# Notes:
**Two types of plotting layers**

As we discussed in the video lectures, there are two styles/options of ploting with `matplotlib`. Plotting using the Artist layer and plotting using the scripting layer.

**Option 1: Scripting layer (procedural method) - using matplotlib.pyplot as 'plt'**

>You can use `plt` i.e. `matplotlib.pyplot` and add more elements by calling different methods procedurally; for example, `plt.title(...)` to add title or `plt.xlabel(...)` to add label to the x-axis.


**Option 2: Artist layer (Object oriented method) - using an `Axes` instance from Matplotlib (preferred)**

>You can use an `Axes` instance of your current plot and store it in a variable (eg. `ax`). You can add more elements by calling methods with a little change in syntax (by adding "_set__" to the previous methods). For example, use `ax.set_title()` instead of `plt.title()` to add title,  or `ax.set_xlabel()` instead of `plt.xlabel()` to add label to the x-axis. 

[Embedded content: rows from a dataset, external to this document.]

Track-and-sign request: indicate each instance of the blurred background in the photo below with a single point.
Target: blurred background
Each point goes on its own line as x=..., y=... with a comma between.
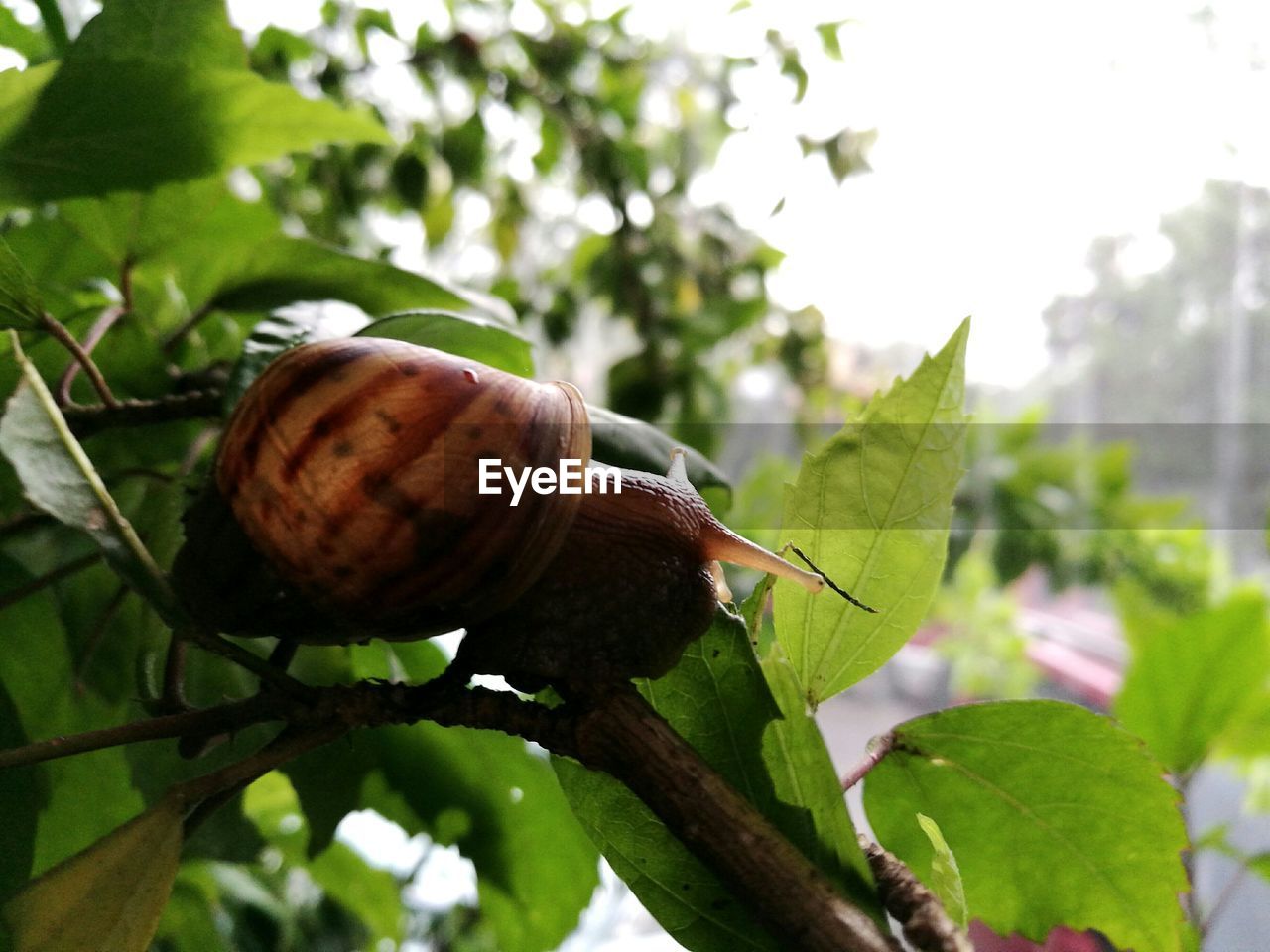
x=738, y=220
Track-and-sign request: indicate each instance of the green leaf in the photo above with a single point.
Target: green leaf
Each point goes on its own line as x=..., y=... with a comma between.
x=1193, y=679
x=634, y=444
x=474, y=338
x=107, y=125
x=59, y=477
x=717, y=699
x=873, y=511
x=21, y=801
x=282, y=271
x=500, y=805
x=79, y=797
x=30, y=42
x=1058, y=815
x=372, y=895
x=55, y=26
x=267, y=340
x=19, y=298
x=830, y=41
x=153, y=91
x=109, y=896
x=19, y=91
x=945, y=875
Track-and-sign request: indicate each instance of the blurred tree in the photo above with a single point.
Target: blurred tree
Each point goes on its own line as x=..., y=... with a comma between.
x=1185, y=341
x=549, y=155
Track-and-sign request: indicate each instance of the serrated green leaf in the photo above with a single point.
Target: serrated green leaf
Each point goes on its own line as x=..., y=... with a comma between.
x=19, y=298
x=59, y=477
x=634, y=444
x=1193, y=679
x=104, y=125
x=502, y=806
x=37, y=671
x=1058, y=815
x=194, y=32
x=829, y=40
x=719, y=701
x=371, y=895
x=153, y=93
x=474, y=338
x=31, y=44
x=873, y=512
x=945, y=875
x=19, y=91
x=109, y=896
x=284, y=270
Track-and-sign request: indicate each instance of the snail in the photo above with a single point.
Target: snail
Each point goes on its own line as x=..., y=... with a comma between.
x=353, y=467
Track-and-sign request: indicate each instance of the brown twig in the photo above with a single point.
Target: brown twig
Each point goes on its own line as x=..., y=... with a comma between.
x=213, y=789
x=232, y=716
x=878, y=748
x=87, y=420
x=94, y=335
x=259, y=666
x=921, y=914
x=66, y=339
x=51, y=578
x=615, y=731
x=626, y=738
x=181, y=333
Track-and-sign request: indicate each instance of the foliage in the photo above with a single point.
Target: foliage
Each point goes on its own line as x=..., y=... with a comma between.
x=136, y=234
x=1010, y=780
x=870, y=509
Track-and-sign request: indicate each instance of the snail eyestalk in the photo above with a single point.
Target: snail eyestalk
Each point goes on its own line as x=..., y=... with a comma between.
x=830, y=583
x=725, y=546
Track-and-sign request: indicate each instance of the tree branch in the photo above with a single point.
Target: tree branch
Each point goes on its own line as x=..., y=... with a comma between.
x=878, y=748
x=223, y=717
x=66, y=339
x=626, y=738
x=924, y=918
x=615, y=731
x=87, y=420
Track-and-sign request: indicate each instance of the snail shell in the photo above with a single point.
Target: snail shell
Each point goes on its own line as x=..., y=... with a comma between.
x=353, y=467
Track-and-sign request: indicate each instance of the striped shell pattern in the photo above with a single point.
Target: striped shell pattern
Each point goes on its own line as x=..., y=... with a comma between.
x=353, y=466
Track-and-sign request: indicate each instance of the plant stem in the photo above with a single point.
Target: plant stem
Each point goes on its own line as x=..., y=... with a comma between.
x=924, y=918
x=622, y=735
x=878, y=748
x=95, y=333
x=66, y=339
x=240, y=714
x=87, y=420
x=14, y=595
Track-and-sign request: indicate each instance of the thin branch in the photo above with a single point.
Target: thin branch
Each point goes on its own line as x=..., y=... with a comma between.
x=213, y=789
x=51, y=578
x=182, y=331
x=926, y=923
x=195, y=405
x=104, y=321
x=223, y=717
x=66, y=339
x=1223, y=898
x=95, y=636
x=878, y=748
x=615, y=731
x=624, y=737
x=259, y=666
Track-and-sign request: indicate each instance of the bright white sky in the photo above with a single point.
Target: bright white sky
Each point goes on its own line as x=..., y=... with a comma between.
x=1010, y=135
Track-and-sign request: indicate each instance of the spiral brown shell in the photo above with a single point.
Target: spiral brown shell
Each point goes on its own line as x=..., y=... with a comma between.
x=353, y=466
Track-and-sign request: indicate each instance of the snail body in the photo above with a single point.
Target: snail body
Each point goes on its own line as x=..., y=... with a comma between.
x=352, y=467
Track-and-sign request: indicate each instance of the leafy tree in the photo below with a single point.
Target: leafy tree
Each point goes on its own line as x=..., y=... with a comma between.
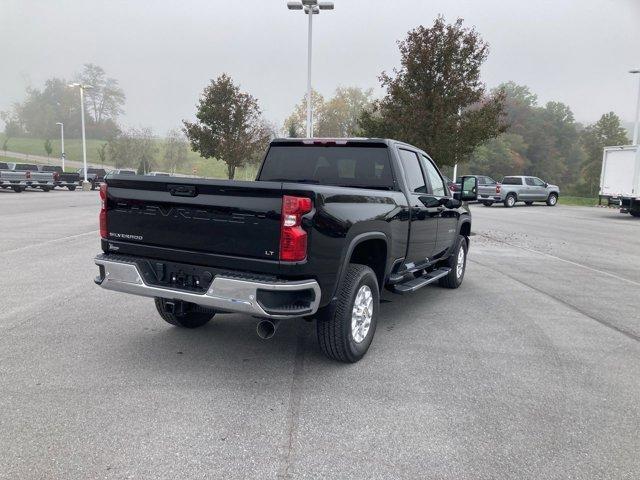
x=497, y=157
x=37, y=115
x=102, y=153
x=5, y=145
x=436, y=100
x=229, y=125
x=297, y=121
x=48, y=147
x=106, y=99
x=133, y=148
x=608, y=131
x=338, y=116
x=176, y=150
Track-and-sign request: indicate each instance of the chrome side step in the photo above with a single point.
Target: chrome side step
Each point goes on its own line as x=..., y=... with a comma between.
x=417, y=283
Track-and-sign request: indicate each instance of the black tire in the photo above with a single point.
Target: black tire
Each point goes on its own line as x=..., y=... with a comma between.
x=453, y=280
x=510, y=200
x=335, y=334
x=186, y=320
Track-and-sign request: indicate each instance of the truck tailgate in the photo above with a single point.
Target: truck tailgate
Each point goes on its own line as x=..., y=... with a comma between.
x=223, y=217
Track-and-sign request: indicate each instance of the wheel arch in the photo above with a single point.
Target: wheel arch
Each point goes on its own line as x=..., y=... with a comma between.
x=362, y=247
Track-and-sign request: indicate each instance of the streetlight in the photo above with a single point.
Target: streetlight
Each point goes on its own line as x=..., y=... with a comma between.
x=84, y=141
x=636, y=128
x=311, y=8
x=61, y=142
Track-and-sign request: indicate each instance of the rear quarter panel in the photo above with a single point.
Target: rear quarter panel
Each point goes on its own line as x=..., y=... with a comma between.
x=339, y=216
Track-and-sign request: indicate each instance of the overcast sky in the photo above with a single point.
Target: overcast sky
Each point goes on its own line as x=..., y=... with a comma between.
x=164, y=52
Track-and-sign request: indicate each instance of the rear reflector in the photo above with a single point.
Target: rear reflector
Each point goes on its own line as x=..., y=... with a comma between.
x=293, y=239
x=103, y=211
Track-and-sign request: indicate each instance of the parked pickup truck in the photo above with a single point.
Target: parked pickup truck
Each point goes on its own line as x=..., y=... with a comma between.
x=326, y=225
x=95, y=176
x=70, y=180
x=22, y=175
x=520, y=189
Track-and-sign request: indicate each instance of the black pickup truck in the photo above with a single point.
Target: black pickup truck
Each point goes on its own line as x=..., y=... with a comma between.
x=324, y=228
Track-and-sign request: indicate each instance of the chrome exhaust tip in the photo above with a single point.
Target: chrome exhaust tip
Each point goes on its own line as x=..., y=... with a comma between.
x=267, y=328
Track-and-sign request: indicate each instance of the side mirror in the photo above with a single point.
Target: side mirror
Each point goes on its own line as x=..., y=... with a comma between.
x=469, y=190
x=429, y=202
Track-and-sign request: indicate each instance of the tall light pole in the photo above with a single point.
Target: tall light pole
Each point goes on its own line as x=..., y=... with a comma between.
x=636, y=128
x=311, y=8
x=61, y=143
x=84, y=141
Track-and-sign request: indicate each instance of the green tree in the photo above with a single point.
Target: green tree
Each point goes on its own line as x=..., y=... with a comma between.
x=297, y=121
x=133, y=148
x=606, y=132
x=229, y=125
x=176, y=150
x=102, y=153
x=435, y=100
x=498, y=157
x=48, y=147
x=105, y=99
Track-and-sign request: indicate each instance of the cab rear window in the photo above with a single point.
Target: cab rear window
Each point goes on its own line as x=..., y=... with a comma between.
x=512, y=181
x=361, y=166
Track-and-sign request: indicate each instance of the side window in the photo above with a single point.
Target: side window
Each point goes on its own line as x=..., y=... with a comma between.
x=437, y=187
x=412, y=172
x=537, y=182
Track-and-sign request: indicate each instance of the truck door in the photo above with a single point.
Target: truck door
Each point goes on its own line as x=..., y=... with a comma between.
x=424, y=218
x=534, y=190
x=447, y=218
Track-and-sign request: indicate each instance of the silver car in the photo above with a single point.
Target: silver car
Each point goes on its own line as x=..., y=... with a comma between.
x=521, y=189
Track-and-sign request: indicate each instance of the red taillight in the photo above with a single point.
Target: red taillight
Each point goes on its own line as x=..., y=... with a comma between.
x=103, y=211
x=293, y=239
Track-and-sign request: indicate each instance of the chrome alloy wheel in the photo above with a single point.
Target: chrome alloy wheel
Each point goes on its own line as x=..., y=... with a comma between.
x=460, y=263
x=361, y=314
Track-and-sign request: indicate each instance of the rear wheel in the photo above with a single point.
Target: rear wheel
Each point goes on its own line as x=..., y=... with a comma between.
x=193, y=319
x=510, y=200
x=347, y=334
x=457, y=262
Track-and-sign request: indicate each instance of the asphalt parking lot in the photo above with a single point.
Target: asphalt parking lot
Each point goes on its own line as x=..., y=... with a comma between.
x=530, y=370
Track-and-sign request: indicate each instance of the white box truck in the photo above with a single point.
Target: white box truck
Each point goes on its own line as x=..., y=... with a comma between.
x=620, y=178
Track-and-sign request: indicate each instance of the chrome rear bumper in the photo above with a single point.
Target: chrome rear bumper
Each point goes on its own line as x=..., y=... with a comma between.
x=224, y=293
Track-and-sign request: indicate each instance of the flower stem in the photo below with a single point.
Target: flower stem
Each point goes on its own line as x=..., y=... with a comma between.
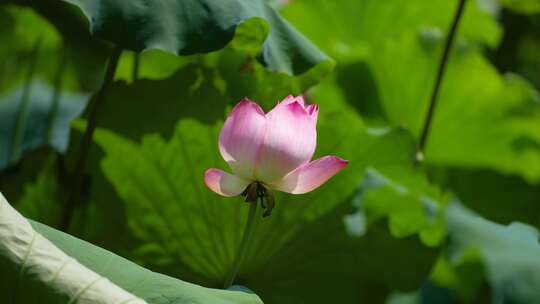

>This option sometimes is more transparent and flexible to use for advanced plots (in particular when having multiple plots. 





## 1. Area plot
1. The unstacked plot has a default transparency (alpha value) at 0.5. We can modify this value by passing in the `alpha` parameter. 
> If data are unstacked, each column contains observations from one group. There is no grouping column.

2. Area plots are **stacked by default**
> If data are stacked, one column has  to be grouping column and the rest contain the values
>> To produce a stacked area plot, **each column must be either all positive or all negative values (any NaN values will defaulted to 0)**. To produce an unstacked plot, pass `stacked=False`. 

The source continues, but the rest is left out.